Demorei 38 anos a revelar isto. É demasiado cedo para continuar. Ainda me dói a memória, ainda sofro as lúgubres cerimónias do 10 de Junho, que parecem voltar, a exaltação dos heróis do Ultramar, o tempo sórdido cujo branqueamento está em curso.
«Jornal do Fundão»
5 Comments:
Caro Carlos Barroco Esperança,
Tenho 32 anos e como é óbvio não me lembro da guerra colonial. No entanto já li algumas coisas sobre o assunto, mas tenho sempre receio de estar a ler uma visão parcial dos factos. Há dois dias atrás almocei com uma pessoa que tinha sido soldado na guerra de Angola, e que me dizia que na prática a guerra tinha sido ganha, porque os portugueses sempre tinham estado ao lado das populações locais, e que por isso teríamos conseguido ganhar uma guerra de guerrilha (algo inédito nos tempos modernos). Claro que mesmo estando a situação controlada, a evolução política em Portugal inevitavelmente levaria à retirada e à descolonização.
Esta versão (embora de Angola e não de Moçambique) contrasta com o seu relato amargurado mas corajoso, que não mais consegue calar crimes de guerra que não deveriam passar impunes.
No meio de isto tudo, onde está a verdade? Será que vamos deixar morrer quem esteve na guerra para que depois nunca se saiba bem o que se passou?
Estaremos, os mais novos, condenados a saber mais sobre a guerra do Vietname do que sobre a guerra colonial?
De qualquer forma, obrigado pelo seu contributo.
"Demorei 38 anos a revelar isto".
Não faço ideia da autoria da frase e das revelações subsequentes.
Faço pois um comentário genérico.
Não há guerra onde a desumanidade não tenha lugar.
As guerras não se julgam porque em si mesmas são o MAL absoluto.
As memórias pessoais da guerra são isso mesmo: pessoais.
Ao ver os nomes dos que partilharam a vida difícil com o autor, não percebo porquê e para quê referi-los!
O autor virou delator agora que envelheceu?! Não consegue viver com os seus fantasmas?
Miserável!
Um ex-combatente de Angola e da Guiné
André Felício:
A verdade é sempre a verdade moral, a verdade do ponto de vista de quem acredita no que diz.

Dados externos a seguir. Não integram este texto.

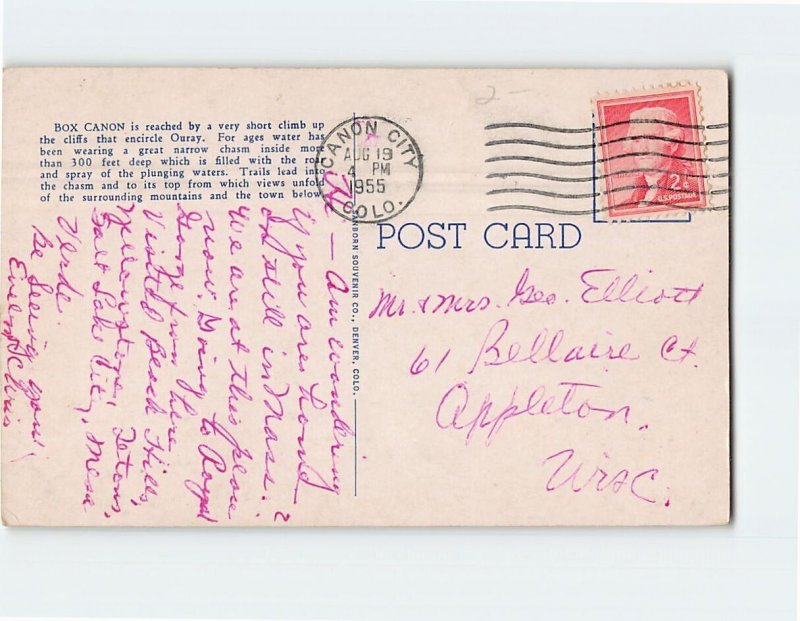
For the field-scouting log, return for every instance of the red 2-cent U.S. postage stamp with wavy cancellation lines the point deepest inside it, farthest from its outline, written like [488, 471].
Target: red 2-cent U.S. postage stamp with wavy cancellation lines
[651, 149]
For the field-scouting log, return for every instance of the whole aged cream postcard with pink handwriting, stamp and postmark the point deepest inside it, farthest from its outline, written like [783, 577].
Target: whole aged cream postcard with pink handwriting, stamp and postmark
[365, 297]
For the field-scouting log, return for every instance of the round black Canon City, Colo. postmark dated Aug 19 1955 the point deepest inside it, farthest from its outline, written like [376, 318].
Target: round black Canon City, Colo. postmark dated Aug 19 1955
[368, 169]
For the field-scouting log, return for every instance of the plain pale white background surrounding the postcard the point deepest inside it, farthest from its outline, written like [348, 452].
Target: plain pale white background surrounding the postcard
[743, 571]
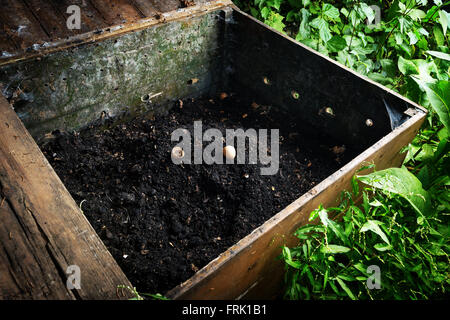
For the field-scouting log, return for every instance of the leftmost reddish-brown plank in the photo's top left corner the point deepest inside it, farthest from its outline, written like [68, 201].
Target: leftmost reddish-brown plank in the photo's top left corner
[20, 24]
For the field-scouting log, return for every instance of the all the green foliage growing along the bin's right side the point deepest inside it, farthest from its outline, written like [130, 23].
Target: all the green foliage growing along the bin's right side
[403, 228]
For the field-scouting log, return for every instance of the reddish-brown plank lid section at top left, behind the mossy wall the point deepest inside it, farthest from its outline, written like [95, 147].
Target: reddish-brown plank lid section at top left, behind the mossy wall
[100, 20]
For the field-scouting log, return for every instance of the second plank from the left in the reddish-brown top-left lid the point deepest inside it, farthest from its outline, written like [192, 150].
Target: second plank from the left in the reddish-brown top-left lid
[50, 19]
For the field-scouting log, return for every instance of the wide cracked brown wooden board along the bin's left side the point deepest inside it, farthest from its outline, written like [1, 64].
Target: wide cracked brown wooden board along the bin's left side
[42, 230]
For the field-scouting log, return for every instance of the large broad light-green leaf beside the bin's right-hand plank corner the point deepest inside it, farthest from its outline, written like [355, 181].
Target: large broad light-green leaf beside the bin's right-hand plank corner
[403, 183]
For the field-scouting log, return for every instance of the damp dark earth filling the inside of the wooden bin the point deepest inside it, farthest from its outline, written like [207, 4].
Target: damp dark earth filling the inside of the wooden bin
[162, 222]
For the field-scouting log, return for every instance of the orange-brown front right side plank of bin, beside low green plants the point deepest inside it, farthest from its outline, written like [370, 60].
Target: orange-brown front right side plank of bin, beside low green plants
[250, 268]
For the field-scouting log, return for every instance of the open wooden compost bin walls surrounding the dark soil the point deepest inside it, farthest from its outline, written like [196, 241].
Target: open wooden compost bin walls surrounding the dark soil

Tem razão, pois, nas suas interrogações.
Mas veja como, a coberto do anonimato, um cobarde ex-combatente de Angola e da Guiné me chama miserável em atitude de ameaça.
É preciso coragem para enfrentar os crimes da ditadura fascista.
Faça a sua própria investigação e pergunte quem foi um «tenente Eichmann» que esteve em Mueda (Moçambique) por volta de 1962 e 63. Pelo apelido que lhe deram imaginará o que ele fazia.
Carlos Esperança,
Este padrão de anonimato cobarde que se espraia pelos "comentários da blogosfera" leva-nos a uma comparação imediata:
Nos tempos da ditadura, em que se arriscava a segurança, a liberdade e até a vida, as pessoas de esquerda costumavam dar a cara.
Hoje em dia, quando se pode escrever e dizer o que se quer, os reaccionários acobertam-se em anonimatos ou pseudónimos rascas!
Basta isso - que está longe de ser um pormenor - para mostrar a diferença de carácter das pessoas.
Mas trata-se de uma atitude que "eles" nem sequer alguma vez perceberão...
André Felício
Já nos tempos antigos, às vezes as batalhas acabavam sem se saber bem quem é que tinha ganho, e era frequente que o derrotado voltasse ao campo de batalha e invertesse o resultado - como sucedeu, p.ex., na Batalha de S. Mamede.
Havia várias soluções para esse problema: uma delas, consistia em permanecer acampado (o vencedor, claro), no local da batalha, durante uns tantos dia (3 era normal).
Na batalha de Azincourt, fez-se de outra forma: houve representantes de ambas as partes ("árbitros") que se mantiveram afastados do combate e que, no fim, decidiam quem tinha ganho (os ingleses). Chamavam-se "heraldos" aos indivíduos com essas funções.
No fim de contas, e para simplificar, pode sempre dizer-se que, numa guerra ou numa batalha, quem perde é quem abandona o terreno ao inimigo.